En la mañana del sábado 2 de abril, con el batallón de Milicia formado en atención frente a la ceiba del parque, y sin una sola alusión a la fundación del pueblo, daría comienzo el acto propuesto por el capitán Arteaga para, cumpliendo la orden del coronel Rodolfo, elevar la combatividad revolucionaria de los habitantes de Hormiguero del Campo.
Toto, el jardinero del parque, estaba desde las seis, como todos los días desde que tuvo uso de razón, regando las buganvilias y desyerbando los canteros de mariposas. Acostumbrado como estaba a conversar con las plantas, regañar a las que comenzaban a dejar caer sus hojas marchitas y elogiar a los bejucos que reverdecían después de un injerto, apenas notó que la gente del pueblo comenzaba a llegar en grupos y se detenían junto a la glorieta donde colgaban las campanillas blancas, moradas y amarillas. Después de todo, él estaba allí para hacerse cargo de los canteros, no para saludar a la gente que llegaba. Así había sido siempre, desde que su padre era el encargado del parque, y los llevaba a él y a sus hermanos mayores para que lo ayudaran a podar las enredaderas. Porque Toto fue el más chico de la familia Prieto. Su madre, la difunta María de la Concepción del Sol, le hizo honor a su nombre: todos los años concebía un hijo, y ya iba por los once partos cuando quedó embarazada de Totico. Como andaba por los cuarenta y dos años, confundió los malestares de la preñez con los de la menopausia, de modo que cuando estuvo consciente de su estado, ya iba por el cuarto mes de gestación y no tuvo tiempo de interrumpir el embarazo como había estado haciendo por los últimos cinco años. El viejo Laureano Prieto se alegró, como siempre que su esposa le anunciaba la próxima llegada de un nuevo miembro de la familia, repitiendo el gastado refrán que rezaba: “cada niño viene al mundo con un pan debajo del brazo”. Mamá Remigia, que así le decían a la comadrona del pueblo en aquel entonces –faltaban muchos años todavía para que doña Pura asumiera esa función–, no más le echó una mirada a la panza inflada de María de la Concepción, le aseguró que esa vez sí vendría la tan esperada niña. De modo que, cuando llegó la hora del parto, una madrugada en que el viejo Laureano desyerbaba unos viveros en el patio, ayudado por dos de sus hijos, todos esperaban recibir a una hembra que llevaría el nombre de Remigia de la Concepción, en honor de su madre y de la partera. En el momento en que la parturienta pujaba con todas sus fuerzas para expulsar el fruto de sus entrañas, Laureano estaba enfrascado en una interminable discusión con Yayo, su hijo mayor, por la identidad de un retoño pequeñísimo, verde brillante con matices naranjas y violetas, que acababa de descubrir en un cantero.

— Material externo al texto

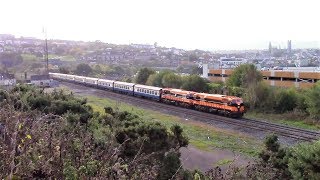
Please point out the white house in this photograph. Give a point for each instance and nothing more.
(228, 63)
(7, 79)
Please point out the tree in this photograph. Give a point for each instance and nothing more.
(305, 161)
(156, 79)
(246, 76)
(193, 57)
(286, 100)
(171, 80)
(83, 69)
(9, 59)
(313, 101)
(143, 75)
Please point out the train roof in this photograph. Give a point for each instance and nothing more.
(147, 87)
(123, 83)
(91, 78)
(178, 91)
(215, 96)
(106, 80)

“Es manto”, porfiaba Yayito.
A lo que el viejo replicaba por tercera vez:
“No parece, te digo que es croto”.
La porfía se había alargado por espacio de varios minutos cuando Totico se asomó por entre los muslos de su madre, haciendo exclamar a la comadrona:
“¡Otro macho, María! ¿Cómo le ponemos?”
En ese momento se escuchó la voz de Laureano que, cansado de que le llevaran la contraria, gritó a todo pulmón:
“¡Es croto, coño!”.
“Ya lo oíste, comadre”, dijo Remedios. “El niño se llamará Escroto”.
Inútiles fueron todos los esfuerzos del cura del pueblo para convencer a Laureano de que no podía bautizar al niño con tan extraño nombre.

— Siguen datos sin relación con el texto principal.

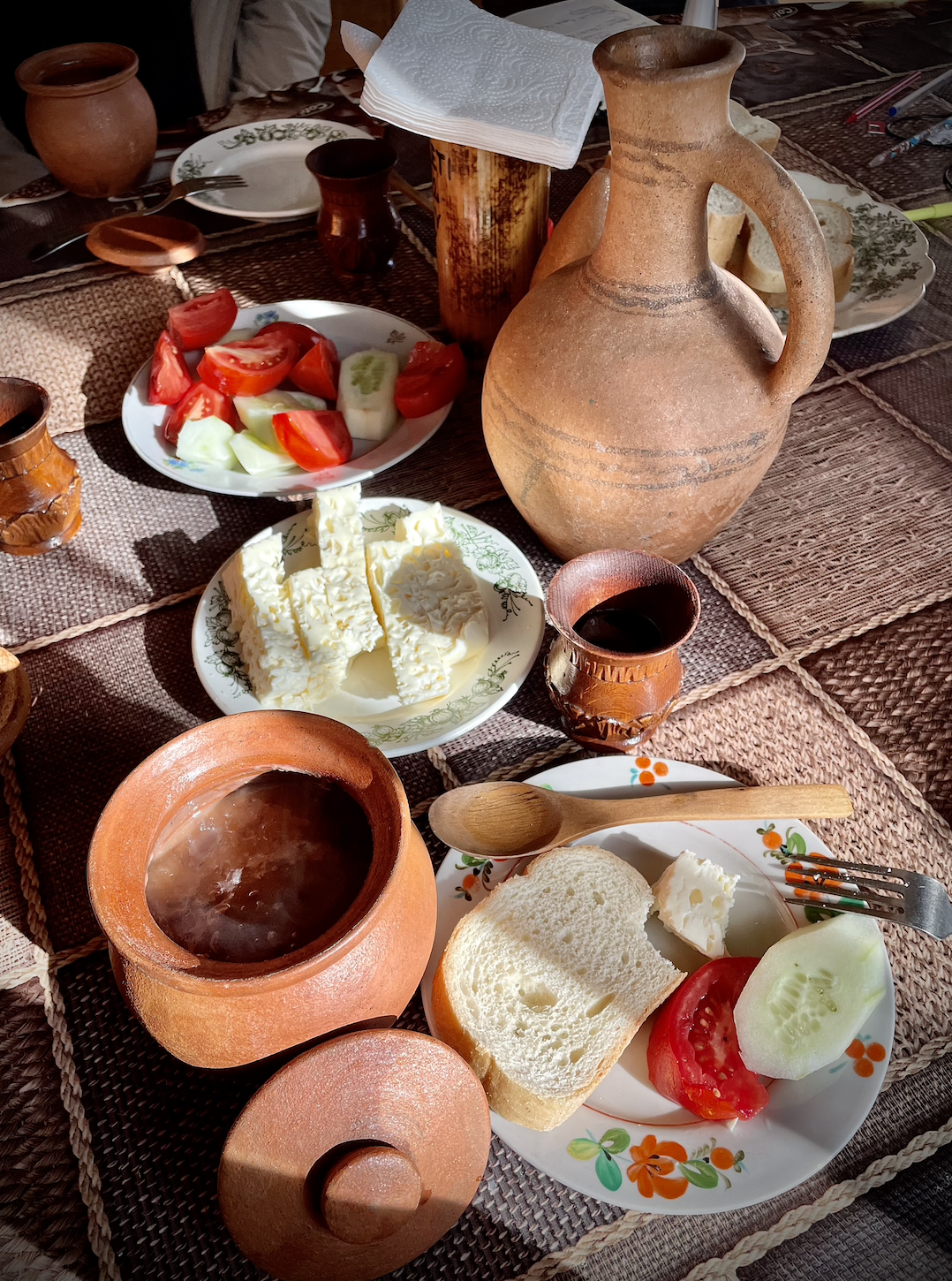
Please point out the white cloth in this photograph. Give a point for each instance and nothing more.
(450, 71)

“Además, Laureano, de que no está en el santoral, no puedes llamar a tu hijo del mismo modo que se llama a lo que tienes entre las piernas, hombre”, decía el buen hombre.
Pero Laureano veía por los ojos de su mujer, y si a ella le había gustado ese nombre, mejor ni hablar. Así se llamaría. Sólo que lo bautizaron como Remigio de Jesús, para que tuviera un nombre cristiano. Pero eso sí, en la inscripción de nacimiento quedó plasmado el nombre que le marcaría de por vida: Escroto Prieto del Sol. Toto se le quedaría finalmente, gracias a su hermana. Porque María de la Concepción volvió a quedar embarazada cuarenta días después del nacimiento de su hijo menor, y esa vez sí vino la ansiada hembra, Remigia de la Concepción, quien al decir sus primeras palabras, imposibilitada de repetir el enrevesado nombre de su hermano, le impuso el diminutivo de Toto, salvándolo para siempre de la vergüenza de presentarse ante sus amigos con el absurdo nombre que le designó el azar.
“¿Mucho trabajo, Prieto?”.
El jardinero levantó la vista y vio al doctor Porfirio Mendoza parado frente a él mientras absorbía el humo de un habano acabado de encender. El doctor era una de las pocas personas del pueblo que conocían su verdadero nombre, pero fuera por pudor o por discreción, el caso es que se había acostumbrado a llamarlo por su apellido.
“Más o menos como siempre, doctor. Y usted, ¿cómo anda?”.
“Aquí, esperando la fiesta”, contestó Mendoza mientras tomaba asiento en uno de sus bancos favoritos, justo debajo de la ceiba.
“¿Qué fiesta?”, preguntó Toto con cara de asombro, como si acabara de percatarse de lo concurrido que estaba el parque a hora tan inusual.
“¡Caramba, chico! La verdad es que tú vives en Babia… Todo este alboroto es por un acto que van a hacer los milicianos”.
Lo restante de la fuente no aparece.